I need help ASAP - one of my prod services stopped deploying

I need help ASAP - one of my services stopped deploying (no code changes since last successful deploy). I think the physical server hosting my app is borked and there’s no apparent way to preempt my service to a different physical server!

Service is Render · The Easiest Cloud For All Your Apps

We’re looking into it. Sorry about the delay in responding: since it’s the weekend the Render team hasn’t been as attentive on this forum (we have a separate escalation process for customers with an SLA).

We don’t see an issue with your Clickhouse instance, except for high load. It looks like your service was unavailable for the last several hours but a plan upgrade fixed it. Are you still seeing issues?

There hasn’t been a plan upgrade. If you look at the logs, the deploy just was stuck for 6+ hours. Take a look at the metrics graph

Sorry, yes, the plan was the same; We don’t manage Clickhouse ourselves so it’s hard to say what happened. What was the symptom when you triggered a manual deploy ~13 hours ago?

  • Around 8pm Taipei time yesterday the service went down and never came back up
  • For the next hour I tried all sorts of different things to bring the service back up but nothing worked
  • 4:28am Taipei time, a deploy finally goes through

Main things that are problematic

  1. Nothing I can do as a user to preempt the service to actually deploy when a physical server is borked
  2. No auto remediation on the render side to bring said service back up
  3. No support for 12+ hours when things are down =/
  4. Deploy takes 8 hours? Process is completely opaque to the user. I’d prefer if things just failed fast and told me why.

What was the symptom when you triggered a manual deploy ~13 hours ago?

The instance just became unresponsive. Couldn’t ssh in, couldn’t connect via http clickhouse clients, couldn’t deploy. I was made aware of the problem from external monitoring services that said Clickhouse became unresponsive.

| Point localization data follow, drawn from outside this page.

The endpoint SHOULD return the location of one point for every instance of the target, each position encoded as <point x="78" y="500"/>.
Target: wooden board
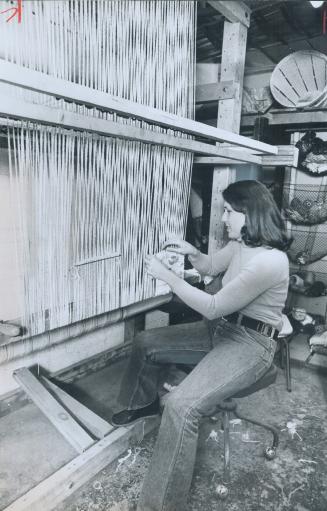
<point x="53" y="410"/>
<point x="235" y="12"/>
<point x="54" y="490"/>
<point x="41" y="82"/>
<point x="90" y="420"/>
<point x="210" y="92"/>
<point x="287" y="157"/>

We’ll investigate and post our findings here. It’s certainly frustrating when you can’t do anything while the server is down. Sorry about that.

1 Like

Hello @Yu_Chun_Kao,

We are continuing to investigate why your deploy took 8 hours and how we can add tools and observability to help if this happens again. I will post back once we know more.

1 Like

Hi Sean, do you have any updates? I feel a massive amount of anxiety everytime I deploy knowing that there is a lingering bug that can cause hours of unexplained downtime. cc @anurag

Hey,
We have your service switched over to a custom plan with more memory as requested. Can you try deploying your service to use the new plan on Monday during business hours so we can take a look if there are any issues.

Hey Sean, happy to, but that feels like we are papering over the problem. There are still open questions around observability, investigation, logs, etc. that remain unanswered. Am I to assume that we are out of avenues of investigation at this moment in time?

8 hours of unexplained downtime seems appropriate for a more rigorous investigation. I’m using the out of the box render template, nothing custom. It seems like if this can affect me, it likely affects many others.

4 Likes

@Yu_Chun_Kao From our investigation, your Clickhouse service took a long time to deploy because it ran out of memory. We’ve checked all other instances of Clickhouse on Render and they are continuing to deploy within a few minutes. Your deploy time should now be faster with the custom plan.

Thanks for flagging the concern around observability and logging. We treated this as an internal incident and are prioritizing gaps we found as a result of this in better tooling in addition to existing planned work.